There seems to be quite a demand for it.

I initially wanted to increase viewer interaction on my Dungeons & Dragons stream by implementing a feature that I've seen on some of the larger TTRPG channels. I noticed a few providing viewers the ability to boon players with inspiration points or ability enhancements via bits or external donations.

After investigating how those channels were making this happen, I realized why I was only seeing it on the larger productions: it was a huge pain in the backend. Without a fair amount of programming knowledge and/or an off-camera live production team, having more than one bit or donation goal simply wasn't an option. Add to that the fact that most who were doing it were using third party donation systems as the entry point (and making the minimum donation sometimes as much as $25), and you've got an awesome functionality that's completely unavailable to small or average-sized channels.

In my search for a better way (or at least a head start), I found forum after forum of people begging the major streamer tool suites to incorporate multiple goal functionality. Some of these threads go back years to when these external donation widgets first started appearing, with solution being offered.

One donation goal, one bit goal, that's all you get. Weak sauce.

What it does

Not every viewer wants to support the same goal. Some even have competing goals! With Bit Goals, broadcasters can configure up to six overlays, each with up to three separate goal bars, and let viewers decide which one their bits go towards, all without leaving the channel!

Maintaining persistent values mean that even if the goal is set high and takes days, weeks, or even months to achieve, there's nothing for the broadcaster to update or input each time they load up their broadcasting software. Viewers can even add to buckets when you're offline!

Want goals to fill multiple times? Add the optional tally and expend those points in the dashboard.

Not sure which marathon stream to run next? Let your viewers decide.

Thinking of changing your game lineup? Make a group for each candidate and let your audience use bits to lock a game in, or ban it from the channel forever.

Playing a TTRPG? Give each character their own bars for inspiration, ability buffs, or special attacks.

The possibilities are endless!

How we built it

Initial UI prototype was built using Adobe XD, then rebuilt as html in Dreamweaver.

Backend and configuration services were built with React. Overlay updates occur via Lambda function, with persistent values being stored in DynamoDB.

Challenges we ran into

We wanted to allow the viewer to decide how many bits to add to the bucket but the bits in extensions feature only allows for transactions to call specific "products". We had to get creative to allow a more malleable interaction with the high number of endpoints we wanted to create in the broadcaster's overlay.

Accomplishments that we're proud of

The only existing way we've seen to do anything like this involves combining cheers or donations with custom backend chatbot scripting responding to specific commands given by the user when making that transaction. That means a high barrier of entry for streamers, numerous points of potential failure due to user error by either the broadcaster and the viewer, and at least one moderator or off-camera producer monitoring to catch those user errors. We have eliminated all of that and brought the entire interaction to the Twitch platform, making it accessible to any broadcaster capable of accepting bits.
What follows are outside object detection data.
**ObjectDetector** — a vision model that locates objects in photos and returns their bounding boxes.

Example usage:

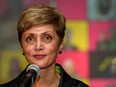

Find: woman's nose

[35,40,44,51]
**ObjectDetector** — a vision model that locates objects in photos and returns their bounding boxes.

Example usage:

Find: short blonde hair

[17,5,66,43]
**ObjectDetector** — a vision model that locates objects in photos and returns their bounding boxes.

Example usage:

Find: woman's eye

[26,37,35,43]
[42,35,52,43]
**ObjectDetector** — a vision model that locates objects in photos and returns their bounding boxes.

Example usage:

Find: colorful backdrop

[0,0,116,87]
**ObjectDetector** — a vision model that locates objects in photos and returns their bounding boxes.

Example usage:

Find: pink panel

[56,0,86,19]
[89,21,116,51]
[57,51,89,78]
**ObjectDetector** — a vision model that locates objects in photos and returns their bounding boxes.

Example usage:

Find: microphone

[19,64,40,87]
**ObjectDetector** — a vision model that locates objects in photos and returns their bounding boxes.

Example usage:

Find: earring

[59,51,62,54]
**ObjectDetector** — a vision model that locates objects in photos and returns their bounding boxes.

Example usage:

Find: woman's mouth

[34,54,46,59]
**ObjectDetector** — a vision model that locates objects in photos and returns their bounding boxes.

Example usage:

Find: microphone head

[26,64,40,76]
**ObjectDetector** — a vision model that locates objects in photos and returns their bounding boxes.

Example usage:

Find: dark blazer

[0,64,89,87]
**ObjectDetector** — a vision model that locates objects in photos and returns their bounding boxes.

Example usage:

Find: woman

[0,5,88,87]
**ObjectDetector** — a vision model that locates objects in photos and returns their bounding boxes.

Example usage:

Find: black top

[0,64,89,87]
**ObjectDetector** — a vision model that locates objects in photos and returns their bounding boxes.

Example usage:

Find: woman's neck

[33,66,60,87]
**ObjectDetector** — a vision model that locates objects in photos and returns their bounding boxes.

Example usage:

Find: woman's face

[21,25,63,68]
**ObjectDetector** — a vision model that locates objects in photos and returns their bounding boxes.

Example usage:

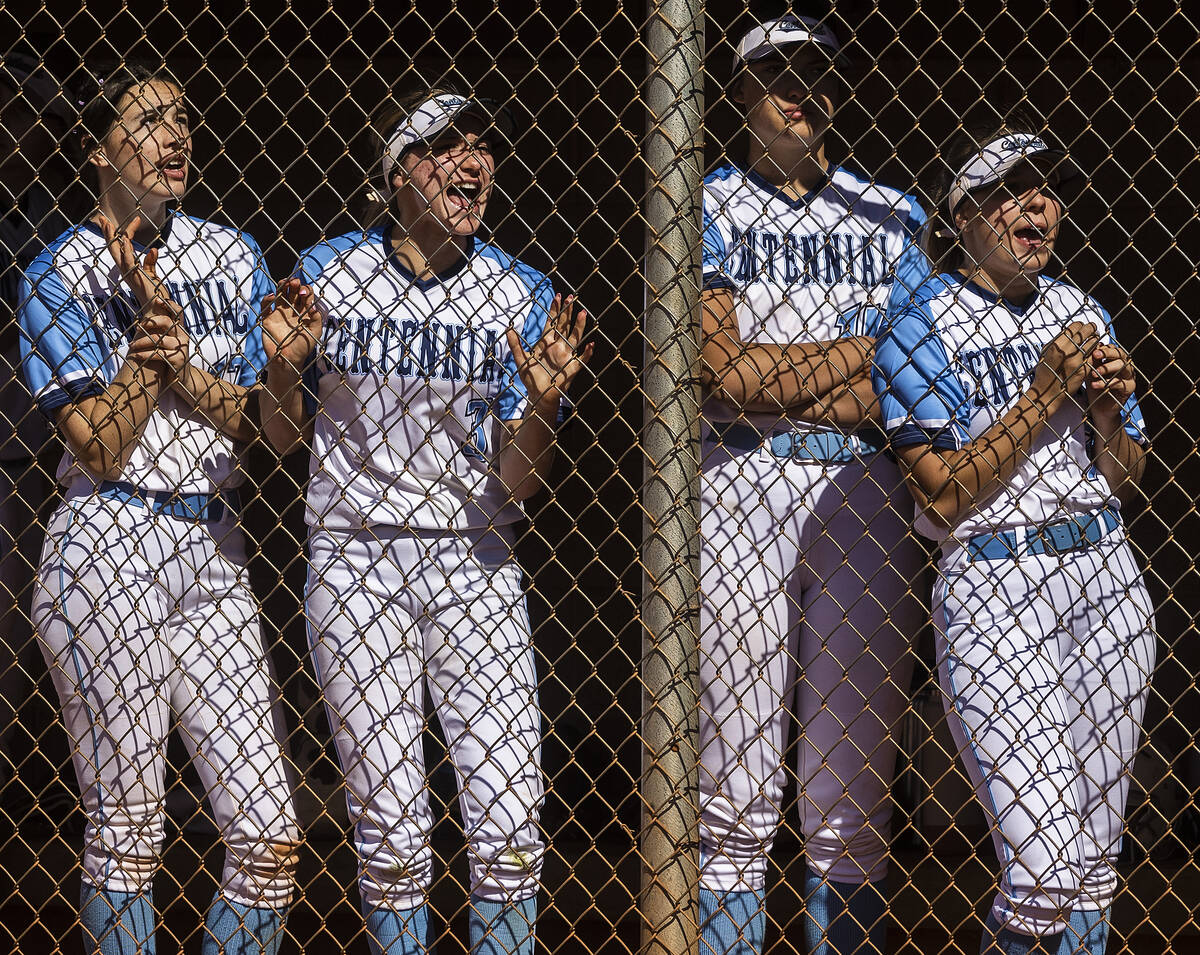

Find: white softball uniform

[20,214,299,908]
[300,229,552,909]
[875,275,1154,935]
[701,166,925,891]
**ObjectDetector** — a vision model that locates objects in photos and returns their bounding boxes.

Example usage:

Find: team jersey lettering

[959,342,1040,408]
[325,316,503,384]
[730,226,894,288]
[80,278,243,338]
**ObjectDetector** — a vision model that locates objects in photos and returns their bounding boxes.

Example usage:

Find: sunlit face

[90,79,192,203]
[392,115,496,236]
[734,44,838,154]
[954,163,1066,289]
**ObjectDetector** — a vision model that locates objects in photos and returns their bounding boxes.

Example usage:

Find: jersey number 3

[462,398,487,461]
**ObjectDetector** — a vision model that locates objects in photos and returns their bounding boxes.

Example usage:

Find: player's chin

[445,205,484,235]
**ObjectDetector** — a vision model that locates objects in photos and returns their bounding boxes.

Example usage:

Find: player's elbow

[701,361,763,407]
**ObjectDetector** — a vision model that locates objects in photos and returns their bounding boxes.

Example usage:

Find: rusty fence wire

[0,0,1200,955]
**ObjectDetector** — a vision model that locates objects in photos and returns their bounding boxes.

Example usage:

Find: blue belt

[710,424,883,464]
[98,481,228,521]
[966,505,1121,560]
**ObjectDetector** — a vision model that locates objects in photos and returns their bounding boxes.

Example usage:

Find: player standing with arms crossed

[20,67,299,955]
[700,7,925,955]
[263,90,592,955]
[875,118,1154,955]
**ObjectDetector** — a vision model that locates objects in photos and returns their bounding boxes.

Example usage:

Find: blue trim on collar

[742,167,833,209]
[380,223,479,292]
[942,271,1043,316]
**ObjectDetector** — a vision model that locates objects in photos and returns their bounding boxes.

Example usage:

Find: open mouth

[446,182,482,211]
[158,156,187,182]
[1013,226,1046,251]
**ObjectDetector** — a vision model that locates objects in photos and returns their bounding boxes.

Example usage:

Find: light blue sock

[1058,906,1112,955]
[470,895,538,955]
[200,893,284,955]
[79,882,155,955]
[700,887,767,955]
[979,912,1062,955]
[804,869,888,955]
[362,902,430,955]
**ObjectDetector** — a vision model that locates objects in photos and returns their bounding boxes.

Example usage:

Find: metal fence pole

[641,0,704,955]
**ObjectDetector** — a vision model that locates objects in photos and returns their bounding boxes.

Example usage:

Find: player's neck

[749,137,829,199]
[391,224,467,280]
[97,193,170,245]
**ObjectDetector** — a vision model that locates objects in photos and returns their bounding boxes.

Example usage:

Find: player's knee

[472,835,545,899]
[83,807,164,894]
[804,823,888,884]
[224,833,300,908]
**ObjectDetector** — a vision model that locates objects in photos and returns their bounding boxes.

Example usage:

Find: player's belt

[98,481,228,521]
[966,505,1121,560]
[710,422,883,464]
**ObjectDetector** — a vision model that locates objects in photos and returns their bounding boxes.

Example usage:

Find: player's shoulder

[703,162,754,205]
[472,236,550,294]
[1039,275,1104,312]
[888,272,962,326]
[829,164,926,234]
[300,228,385,281]
[25,222,104,283]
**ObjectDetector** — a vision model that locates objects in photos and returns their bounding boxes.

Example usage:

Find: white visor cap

[738,13,841,62]
[947,133,1079,216]
[380,92,512,194]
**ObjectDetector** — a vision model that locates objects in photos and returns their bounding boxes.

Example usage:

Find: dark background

[0,0,1200,950]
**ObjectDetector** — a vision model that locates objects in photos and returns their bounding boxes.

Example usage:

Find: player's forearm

[58,362,164,481]
[901,389,1058,529]
[1092,418,1146,504]
[706,338,872,412]
[170,364,258,444]
[259,361,312,455]
[788,368,881,431]
[499,398,558,500]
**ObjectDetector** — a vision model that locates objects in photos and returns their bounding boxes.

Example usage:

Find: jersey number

[462,398,487,461]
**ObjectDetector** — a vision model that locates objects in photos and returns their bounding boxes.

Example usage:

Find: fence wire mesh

[0,0,1200,955]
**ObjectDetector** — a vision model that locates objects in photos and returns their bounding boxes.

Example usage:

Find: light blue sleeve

[235,234,275,388]
[17,252,112,415]
[890,196,931,305]
[1096,305,1150,448]
[496,263,554,421]
[871,285,970,450]
[701,205,734,289]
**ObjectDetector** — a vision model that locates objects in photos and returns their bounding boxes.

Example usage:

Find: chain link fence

[0,0,1200,955]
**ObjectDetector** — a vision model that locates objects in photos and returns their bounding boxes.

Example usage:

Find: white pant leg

[700,442,808,893]
[32,498,172,893]
[796,456,926,884]
[421,529,545,902]
[934,555,1099,936]
[1063,534,1154,912]
[169,517,300,908]
[306,531,433,911]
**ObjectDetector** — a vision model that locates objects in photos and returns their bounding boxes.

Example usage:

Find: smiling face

[954,163,1066,294]
[392,115,496,238]
[89,79,192,208]
[734,43,838,157]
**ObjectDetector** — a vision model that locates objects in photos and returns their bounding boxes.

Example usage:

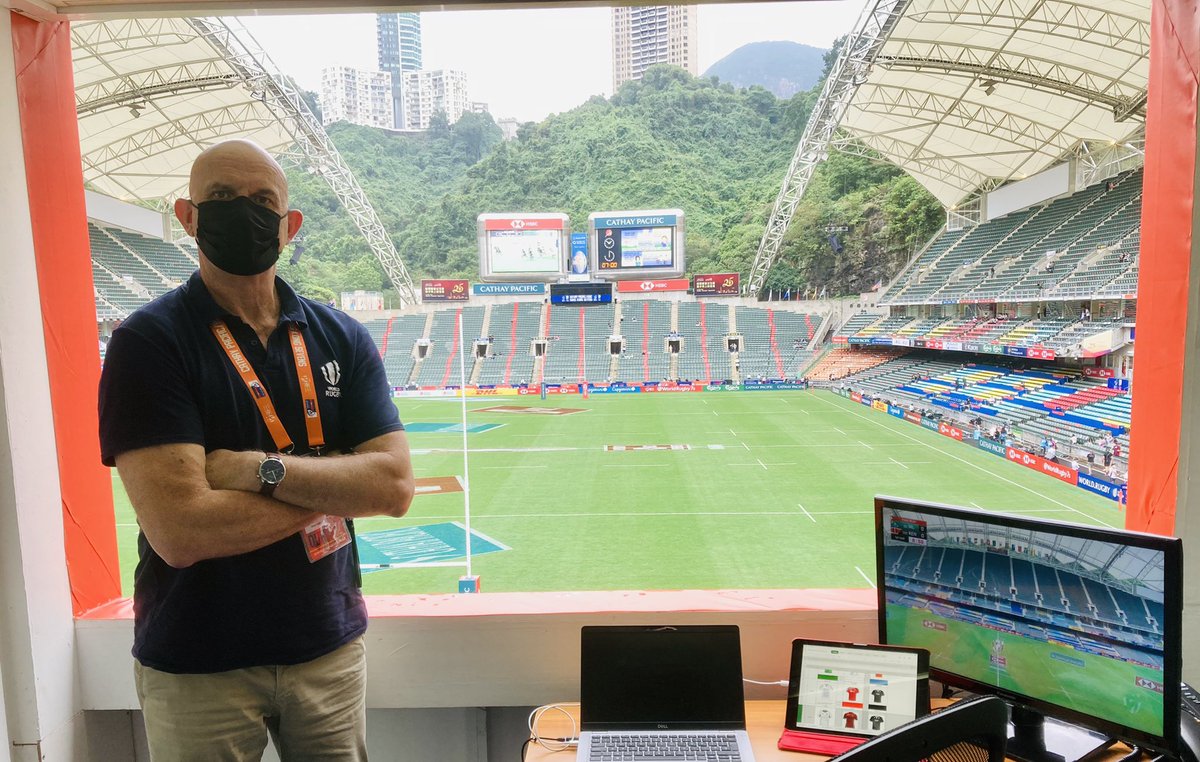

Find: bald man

[100,140,413,762]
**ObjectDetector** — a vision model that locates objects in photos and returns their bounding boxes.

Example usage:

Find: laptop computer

[576,625,754,762]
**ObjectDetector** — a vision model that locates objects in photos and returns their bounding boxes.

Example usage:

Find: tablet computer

[785,638,929,738]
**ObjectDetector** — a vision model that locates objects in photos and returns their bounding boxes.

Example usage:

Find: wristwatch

[258,452,288,497]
We overcame the challenge of allowing the user to choose the number of bits involved in the transaction. Viewers may now add as few as 5 bits or as many as 100,000 bits to the bucket of their choice, regardless of how many buckets the broadcaster creates.

The application is very lightweight on the backend. Most of the activity occurs on the Twitch platform and neither the viewer, nor the broadcaster, ever has to leave the Twitch site to interact with, or update, the extension. Overlay URLs are provided to the broadcaster from within their dashboard for easy incorporation into OBS or similar broadcasting software.

What we learned

The Twitch Extensions development platform still has a fair amount of limitation. However, Twitch seems to be open to developers iterating within those limitations creatively to accomplish the goals of the extension, so there's a lot more we can do with this. Our intention, of course, is not to circumvent any intended limitations, but simply to work within them to increase functionality, as we did with the variable bit contribution mechanic.

What's next for Twitch Bit Goals

Immediate concern will be optimizing for mobile viewers, which we expect to make available very soon.

We will also be adding additional customization options to the overlays, as well as the panel. Initially, this will come in the form of allowing custom CSS for advanced users but later, we intend to implement options for more granular design configurations available to layman users.

Future expansions will include the ability to let viewers trigger customizable animations and effects on-screen, all using bits and without ever leaving the broadcaster's channel page! We also intend to incorporate an OBS plugin to simplify the broadcaster experience and allow for more features in a single widget source.